Calculadora de Financiamento Imobiliário

Três formas de planejar a compra de um imóvel financiado em um só lugar: a parcela fixa mensal, o valor máximo de imóvel que cabe na sua renda, e quanto tempo e juros você economiza pagando um valor extra por mês. Sem cadastro, resultado instantâneo.

Parcela do financiamento

valor financiado R$ 0,00
parcela mensal R$ 0,00
total de juros R$ 0,00

Valor máximo de imóvel para sua renda

valor financiável R$ 0,00
valor máximo de imóvel R$ 0,00

Economia ao pagar um valor extra por mês

tempo economizado 0
juros economizados R$ 0,00

Como funciona a parcela fixa (Tabela Price)

Na Tabela Price, o sistema de amortização mais comum em financiamentos imobiliários com parcela fixa, todas as parcelas têm o mesmo valor do início ao fim do contrato.

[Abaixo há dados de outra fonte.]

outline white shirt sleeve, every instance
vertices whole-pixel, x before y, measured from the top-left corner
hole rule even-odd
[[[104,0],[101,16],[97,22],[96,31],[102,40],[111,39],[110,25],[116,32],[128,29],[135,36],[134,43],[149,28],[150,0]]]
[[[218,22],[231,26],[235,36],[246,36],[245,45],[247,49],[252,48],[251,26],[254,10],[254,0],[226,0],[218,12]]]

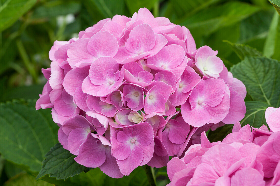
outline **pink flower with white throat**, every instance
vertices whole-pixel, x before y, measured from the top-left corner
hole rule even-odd
[[[216,56],[218,53],[208,46],[197,49],[195,54],[195,66],[204,75],[217,78],[223,70],[223,61]]]

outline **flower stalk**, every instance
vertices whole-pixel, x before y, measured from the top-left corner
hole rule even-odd
[[[155,177],[155,171],[153,168],[148,165],[145,165],[143,166],[143,168],[146,173],[147,177],[148,179],[149,183],[151,186],[156,186],[157,182],[156,182]]]

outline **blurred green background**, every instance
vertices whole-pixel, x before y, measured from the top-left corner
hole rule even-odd
[[[279,16],[267,0],[0,0],[0,102],[39,98],[46,82],[41,69],[50,67],[48,52],[55,40],[77,37],[80,31],[116,14],[131,17],[144,7],[155,17],[186,26],[197,48],[218,50],[228,68],[242,58],[231,43],[280,59],[274,51],[280,49]],[[11,178],[5,185],[49,185],[34,182],[34,177],[4,161],[0,156],[0,185]]]

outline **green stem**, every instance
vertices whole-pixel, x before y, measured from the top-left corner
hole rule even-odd
[[[156,182],[153,168],[147,165],[145,165],[143,167],[146,173],[146,175],[150,185],[151,186],[157,186],[157,182]]]
[[[159,15],[159,1],[158,1],[154,4],[154,8],[153,10],[154,16],[155,17],[158,17]]]
[[[34,82],[35,83],[36,83],[38,80],[38,76],[37,75],[35,67],[30,61],[28,55],[24,49],[22,42],[19,39],[18,39],[17,40],[16,43],[17,47],[18,49],[19,52],[20,57],[21,57],[24,64],[24,66],[25,66],[27,70],[32,77]]]

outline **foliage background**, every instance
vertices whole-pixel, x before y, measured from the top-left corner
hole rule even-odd
[[[279,0],[272,1],[280,4]],[[115,14],[131,17],[143,7],[155,17],[166,17],[185,26],[197,48],[207,45],[218,50],[229,70],[244,59],[232,70],[242,81],[248,79],[244,77],[247,73],[263,75],[260,82],[244,82],[254,90],[248,90],[246,99],[244,124],[265,124],[265,109],[280,106],[280,77],[276,70],[280,65],[270,59],[280,59],[279,16],[266,0],[0,0],[0,185],[49,185],[41,180],[36,182],[35,177],[45,154],[58,142],[57,127],[49,109],[35,111],[34,100],[46,82],[41,69],[50,66],[48,53],[53,42],[77,37],[80,31]],[[255,58],[262,56],[268,58]],[[249,65],[253,64],[262,64],[263,68],[252,71]],[[266,68],[267,64],[271,65]],[[265,80],[269,74],[270,79]],[[273,84],[269,84],[273,78]],[[266,88],[254,94],[260,85]],[[217,134],[224,134],[231,128],[228,125],[210,131],[208,137],[218,140],[222,137]],[[168,183],[164,168],[155,171],[158,185]],[[148,184],[141,167],[118,180],[99,169],[65,181],[47,175],[43,179],[57,185]]]

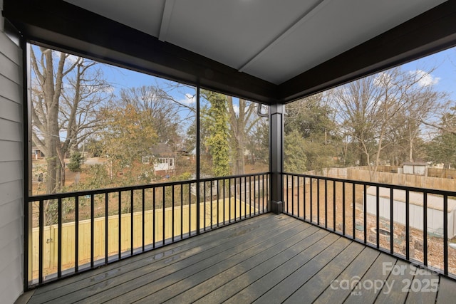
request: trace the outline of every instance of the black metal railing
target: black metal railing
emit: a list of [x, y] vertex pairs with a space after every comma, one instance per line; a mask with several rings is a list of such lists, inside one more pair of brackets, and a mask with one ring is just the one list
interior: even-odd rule
[[284, 212], [456, 278], [456, 192], [285, 173]]
[[28, 288], [268, 211], [269, 174], [28, 198]]

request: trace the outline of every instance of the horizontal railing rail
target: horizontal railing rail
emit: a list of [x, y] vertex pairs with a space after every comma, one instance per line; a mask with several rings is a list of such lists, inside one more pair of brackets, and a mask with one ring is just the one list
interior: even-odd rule
[[269, 174], [30, 196], [28, 288], [268, 212]]
[[456, 278], [456, 192], [283, 174], [284, 212]]

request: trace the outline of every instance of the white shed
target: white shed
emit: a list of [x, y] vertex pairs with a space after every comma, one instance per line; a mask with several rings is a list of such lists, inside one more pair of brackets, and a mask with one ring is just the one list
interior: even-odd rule
[[428, 175], [428, 164], [425, 162], [404, 162], [402, 169], [404, 174]]
[[[383, 219], [390, 219], [390, 189], [379, 189], [380, 214]], [[376, 214], [377, 188], [370, 187], [366, 192], [367, 213]], [[395, 223], [405, 225], [405, 191], [394, 189], [393, 193], [393, 219]], [[409, 223], [410, 227], [423, 229], [423, 194], [421, 192], [409, 192]], [[456, 200], [448, 199], [448, 237], [456, 236]], [[428, 231], [443, 236], [443, 197], [428, 194]]]

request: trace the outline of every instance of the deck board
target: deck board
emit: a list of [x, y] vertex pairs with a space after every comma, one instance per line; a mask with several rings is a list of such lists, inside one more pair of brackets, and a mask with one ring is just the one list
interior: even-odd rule
[[[456, 281], [413, 271], [410, 265], [286, 215], [268, 214], [41, 286], [28, 303], [454, 300]], [[391, 266], [406, 271], [398, 273]], [[404, 292], [403, 280], [434, 280], [438, 292], [419, 292], [418, 283]], [[366, 288], [370, 282], [380, 288]]]

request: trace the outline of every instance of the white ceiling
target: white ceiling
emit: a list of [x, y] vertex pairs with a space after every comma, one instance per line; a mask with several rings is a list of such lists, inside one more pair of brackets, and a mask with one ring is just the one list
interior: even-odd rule
[[443, 0], [66, 0], [274, 84]]

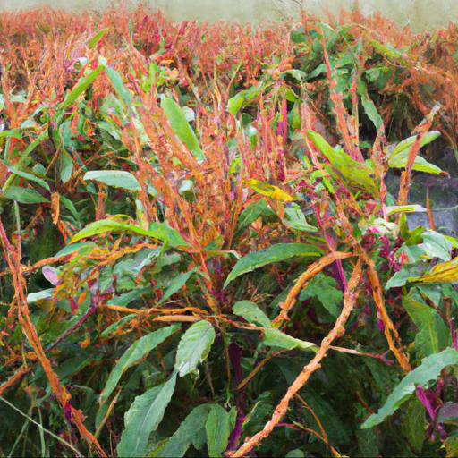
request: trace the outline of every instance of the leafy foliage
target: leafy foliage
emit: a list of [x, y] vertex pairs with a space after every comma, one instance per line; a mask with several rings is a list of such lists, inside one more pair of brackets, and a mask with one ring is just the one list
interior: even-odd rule
[[456, 454], [458, 28], [0, 27], [0, 454]]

No começo, a maior parte da parcela é composta por juros sobre o saldo devedor, e uma parte menor amortiza o principal. Com o tempo, essa proporção se inverte: as parcelas finais são compostas majoritariamente por amortização.

Fórmulas usadas

Parcela mensal: P = L × i ÷ (1 − (1 + i)^−n)

Valor financiável (a partir da renda): L = (renda × comprometimento ÷ 100) × (1 − (1 + i)^−n) ÷ i

Novo prazo com pagamento extra: n' = −log(1 − L × i ÷ (P + extra)) ÷ log(1 + i)

Onde L é o valor financiado, i é a taxa de juros mensal (taxa anual dividida por 12 e por 100), n é o número de parcelas e P é a parcela original.

Exemplo prático

Um imóvel de R$ 500 mil com R$ 100 mil de entrada resulta em um financiamento de R$ 400 mil. A 9% ao ano em 30 anos, a parcela mensal fica em torno de R$ 3.220, totalizando mais de R$ 1,16 milhão pagos ao final — a maior parte disso em juros, o que é normal em financiamentos de prazo longo com taxa de juros composta mês a mês sobre o saldo devedor.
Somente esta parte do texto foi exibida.